HistoryViewLinks to this page Revision from: 2013 November 21 | 11:37 am
This is the revision from 2013 November 21 at 11:37 amView the current live version of the article.

This page covers the scenarios that are driving the Availability work that the Automation WG is undertaking.

Introduction

The goals of this workgroup are to describe automation scenarios in the context of availability. The scenarios range from simple operational tasks that are carried out automatically on a day-to-day basis, to high availability scenarios where failover activities ensure that the business recovers quickly or even stays up 24x7 through automation, up to disaster recovery scenarios where automated data replication and site switch procedures help to achieve a continuous or near-continuous availability solution for the business.

With availability, the concept of an Availability Resource is introduced. It has different status information, most importantly, it distinguishes:

  • observed status - in what status is the Availability Resource right now?
  • desired status - in what status should the Availability Resource be?
  • compound status - does observed and desired status match?

Availability Resources can also be collections of other Availability Resources to represent redundancy in various forms, for example a primary member with multiple cold standby backup members. In another use case, an Availability Resource represents a replication group with a primary data source and a secondary copy of it. Replication can be done synchronously or asynchronously.

Finally, Availability Resources have a history. Looking at the history, it is possible to forecast their behaviour in the future, for example, projecting the expected planned downtime of an Availability Resource or to compute a Mean-Time-To-Repair (MTTR) value.

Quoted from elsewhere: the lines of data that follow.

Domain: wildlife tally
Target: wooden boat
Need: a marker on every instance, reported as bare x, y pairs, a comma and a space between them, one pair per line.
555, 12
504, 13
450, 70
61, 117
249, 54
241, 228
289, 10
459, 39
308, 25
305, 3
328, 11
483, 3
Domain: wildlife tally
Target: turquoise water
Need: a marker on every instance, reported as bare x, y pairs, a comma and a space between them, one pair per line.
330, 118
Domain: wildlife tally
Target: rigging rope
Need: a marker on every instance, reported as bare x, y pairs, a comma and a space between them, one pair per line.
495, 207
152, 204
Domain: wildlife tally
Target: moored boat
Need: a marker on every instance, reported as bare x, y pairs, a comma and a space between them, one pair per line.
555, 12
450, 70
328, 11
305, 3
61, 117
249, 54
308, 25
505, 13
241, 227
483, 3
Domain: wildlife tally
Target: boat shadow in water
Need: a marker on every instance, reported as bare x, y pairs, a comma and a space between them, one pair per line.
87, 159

Along with these attributes, a list of advanced automation scenarios come along that all together seem to justify the introduction of the concept of Availability Resources with their own scenarios and specification based on top of Automation.

Scenarios

Provide service to list workloads

Workloads are single entities or groups of entities executed on a server for the purpose of fulfilling a particular business value. Examples are started tasks on a z/OS system, a middleware subsystem consisting of several processes / address spaces or even multi-tiered business applications that can span multiple servers. This scenario is about listing all or selected workloads to retrieve status information or further associated workload-specific details.

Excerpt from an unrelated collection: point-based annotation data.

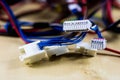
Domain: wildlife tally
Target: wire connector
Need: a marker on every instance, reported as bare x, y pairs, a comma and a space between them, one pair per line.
31, 53
77, 25
98, 43
56, 50
84, 49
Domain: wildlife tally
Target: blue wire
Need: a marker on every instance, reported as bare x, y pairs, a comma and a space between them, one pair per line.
15, 21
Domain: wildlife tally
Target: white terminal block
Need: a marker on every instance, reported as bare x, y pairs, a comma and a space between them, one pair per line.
74, 6
77, 25
31, 53
70, 1
85, 49
56, 50
98, 43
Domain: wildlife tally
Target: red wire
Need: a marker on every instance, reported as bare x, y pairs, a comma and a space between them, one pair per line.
112, 50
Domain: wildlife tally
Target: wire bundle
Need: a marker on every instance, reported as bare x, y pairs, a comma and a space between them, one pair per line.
67, 39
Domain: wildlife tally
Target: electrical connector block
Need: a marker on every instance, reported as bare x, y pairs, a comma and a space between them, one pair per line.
56, 50
98, 43
84, 49
74, 6
77, 25
31, 53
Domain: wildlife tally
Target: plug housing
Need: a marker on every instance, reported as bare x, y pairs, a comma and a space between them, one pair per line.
84, 49
98, 43
77, 25
56, 50
31, 53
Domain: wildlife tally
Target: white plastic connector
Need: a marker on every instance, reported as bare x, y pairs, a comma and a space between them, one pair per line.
31, 53
74, 6
56, 50
84, 49
98, 43
70, 1
77, 25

Provide service to start and stop workloads

This scenarios builds on the scenario introduced above. Understanding the observed status of a given workload, this scenario is about starting and stopping such a workload in an automated way.

Provide service to obtain redundancy information for a workload

  • Owner: Jürgen Holtz, Tim Frießinger
  • Scenario: tbd

This scenario allows a consumer to retrieve redundancy information for a workload. Basically, this means that a list of members in a workload is returned with the function in terms of redundancy and the status of each individual member. So, for example, one member can be the designated primary (= active) member, while others are backup (= inactive) members.

Provide service to failover primary workload

  • Owner: Jürgen Holtz, Tim Frießinger
  • Scenario: tbd

A workload that has been configured to contain one primary member and one or more backup members is said to be highly available. In the case of planned or unplanned outages, one of the backup members can take over the work of the primary member, if the primary member is not available. This scenario describes the steps to failover the primary workload to one of its backup members in case of a planned outage. Note that the automatic failover in case of an unplanned outage is inherent to the automation system (= service provider) used responsible for keeping this workload highly available.